LK: Who are some artists that you’d like to uplift from your curation work that share interesting perspectives on the paradoxical nature of sports?
AS: Haig Aivazian’s work is critical to understanding the complex interplay of nationalism, militarism, spectacle, and sport. His 2019 video collage essay, Prometheus, juxtaposes archival footage and sound from the U.S. invasion of Iraq in 1991 and the 1992 Olympic games, which prominently featured the American “Dream Team” to expose the various ways the U.S. employs hard and soft power, including sports, in the geopolitical sphere.
Haig’s lecture performance World/AntiWorld: On Seeing Double, our second program in the [Power Play] series, examines how professional sports, public space, and the law converge with the history and future of surveillance and weapons systems. One example is the ball and player tracking systems that revolutionized sports management, coaching, and training practices, contributing to the rise of data-driven analysis and strategy. It was adapted by former IDF soldiers from an Israeli missile tracking technology.
The recent Israeli attacks on Lebanon, where Haig lives, and Palestine underline how resonant his work is and illuminates how countries like Israel use surveillance technology for both war and civilians.
I also point to the artists in the Power Plays program, which interrogates how sports function as a site for control, struggle, and collective fantasy. The Nation’s Finest (1990) by Keith Piper mimics the look and tone of state propaganda with a silky, biting critique of the way predominantly white countries use black bodies in the service of national pride while simultaneously disenfranchising their black residents. Youthupia: an Algerian Tale (2020) by Fethi Sahraoui shows how sports fans in Algeria participated in the largest popular uprising against a president and how those fans created political protests based on soccer cheers. Thenjiwe Niki Nkosi’s The Same Track (2022) considers how British colonies and commonwealth states are used and manipulated by the British Empire.

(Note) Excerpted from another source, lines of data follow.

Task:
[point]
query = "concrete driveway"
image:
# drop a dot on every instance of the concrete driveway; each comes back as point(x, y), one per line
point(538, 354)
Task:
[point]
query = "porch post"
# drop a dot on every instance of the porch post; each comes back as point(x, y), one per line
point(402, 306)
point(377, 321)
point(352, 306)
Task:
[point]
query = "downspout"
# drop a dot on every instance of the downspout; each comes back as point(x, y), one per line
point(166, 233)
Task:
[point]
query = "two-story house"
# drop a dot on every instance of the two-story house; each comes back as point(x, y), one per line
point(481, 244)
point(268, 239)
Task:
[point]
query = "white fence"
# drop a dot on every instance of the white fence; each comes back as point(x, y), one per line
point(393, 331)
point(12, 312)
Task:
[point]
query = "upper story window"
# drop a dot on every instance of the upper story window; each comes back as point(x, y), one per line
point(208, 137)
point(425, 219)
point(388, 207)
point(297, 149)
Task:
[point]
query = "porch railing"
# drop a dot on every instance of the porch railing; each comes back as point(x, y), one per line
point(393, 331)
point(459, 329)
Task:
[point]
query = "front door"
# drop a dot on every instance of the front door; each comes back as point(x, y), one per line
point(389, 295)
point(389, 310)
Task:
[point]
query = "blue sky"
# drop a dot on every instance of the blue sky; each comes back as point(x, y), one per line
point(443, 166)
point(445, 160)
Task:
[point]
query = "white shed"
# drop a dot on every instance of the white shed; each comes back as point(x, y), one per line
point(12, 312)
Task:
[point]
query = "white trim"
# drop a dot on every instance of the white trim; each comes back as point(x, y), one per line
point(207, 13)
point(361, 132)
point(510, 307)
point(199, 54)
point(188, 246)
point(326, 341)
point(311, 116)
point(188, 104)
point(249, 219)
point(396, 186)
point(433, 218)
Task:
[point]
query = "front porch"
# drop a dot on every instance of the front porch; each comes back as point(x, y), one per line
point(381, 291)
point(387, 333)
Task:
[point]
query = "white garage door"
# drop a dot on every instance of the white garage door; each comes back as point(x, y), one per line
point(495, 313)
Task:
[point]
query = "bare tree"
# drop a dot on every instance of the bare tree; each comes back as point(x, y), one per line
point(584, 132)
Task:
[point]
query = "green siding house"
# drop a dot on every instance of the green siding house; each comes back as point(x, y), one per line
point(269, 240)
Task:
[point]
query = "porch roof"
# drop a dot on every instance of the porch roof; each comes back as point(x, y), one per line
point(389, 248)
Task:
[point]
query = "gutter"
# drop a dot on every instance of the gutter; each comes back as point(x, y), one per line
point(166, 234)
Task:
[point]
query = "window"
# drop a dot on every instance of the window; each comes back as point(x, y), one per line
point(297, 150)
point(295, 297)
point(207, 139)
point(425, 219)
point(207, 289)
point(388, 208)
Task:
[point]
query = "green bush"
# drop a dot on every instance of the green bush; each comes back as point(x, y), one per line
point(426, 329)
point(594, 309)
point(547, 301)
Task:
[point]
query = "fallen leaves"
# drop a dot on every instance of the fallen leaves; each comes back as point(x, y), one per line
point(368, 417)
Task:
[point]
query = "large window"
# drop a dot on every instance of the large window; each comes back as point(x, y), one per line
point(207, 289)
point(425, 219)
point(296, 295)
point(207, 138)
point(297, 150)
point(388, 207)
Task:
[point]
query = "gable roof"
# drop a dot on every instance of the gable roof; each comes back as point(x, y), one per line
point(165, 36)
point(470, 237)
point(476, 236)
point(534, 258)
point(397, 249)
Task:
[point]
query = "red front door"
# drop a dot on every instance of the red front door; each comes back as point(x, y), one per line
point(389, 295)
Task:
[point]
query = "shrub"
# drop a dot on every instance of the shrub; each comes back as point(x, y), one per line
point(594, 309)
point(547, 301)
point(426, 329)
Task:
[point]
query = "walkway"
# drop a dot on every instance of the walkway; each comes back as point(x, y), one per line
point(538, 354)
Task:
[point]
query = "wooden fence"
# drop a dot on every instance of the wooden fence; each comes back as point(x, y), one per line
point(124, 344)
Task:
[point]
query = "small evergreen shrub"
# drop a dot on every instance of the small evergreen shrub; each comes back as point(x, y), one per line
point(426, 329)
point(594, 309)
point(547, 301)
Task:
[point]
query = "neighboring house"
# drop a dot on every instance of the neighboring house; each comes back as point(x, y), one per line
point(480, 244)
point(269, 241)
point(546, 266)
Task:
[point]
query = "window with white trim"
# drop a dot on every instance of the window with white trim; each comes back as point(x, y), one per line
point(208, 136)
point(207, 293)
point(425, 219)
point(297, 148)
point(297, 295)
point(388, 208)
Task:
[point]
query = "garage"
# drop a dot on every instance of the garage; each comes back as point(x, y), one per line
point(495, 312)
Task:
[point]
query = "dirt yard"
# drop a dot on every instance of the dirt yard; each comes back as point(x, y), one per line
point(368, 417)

LK: Why do you think the world has opted for a hagiographic approach to sports narratives over more experimental or honest portrayals of them?
AS: Comfort is one major factor. For many, sports provide a temporary haven from political, social, and economic concerns and the stresses of everyday life. This aligns with a tradition of writing about sports, mainly from the left, that has considered sport “an opiate of the masses” and a distraction from the more significant aspects of life. A prevailing attitude among sports fans and commentators entails that athletes should “shut up and play,” and that sports should be maintained and treasured as a refuge from politics. This attitude ignores the fact that sports are always already political. Sports are used for political purposes and offer an important site of struggle that often goes unrecognized or underreported. But it’s easier to focus on the stories of exceptional individuals, coaches, and teams, rather than on the messy contextual, structural, and intersectional forces that enable such popular narratives.
We discuss one such narrative in our curatorial essay for the Walker, with the ESPN Films—Netflix hagiography The Last Dance (2020), which chronicles Michael Jordan’s rise to superstardom as a member of the 1990s Chicago Bulls. The viewer is shepherded through this recent history by Jordan’s indignant responses to trivial and imagined infractions and in the process, reinscribes the supremacy of his mythology and brand. If the goal is to make a self-serving, celebratory portrait of oneself that furthers one’s own power and financial interests, it’s an effective approach.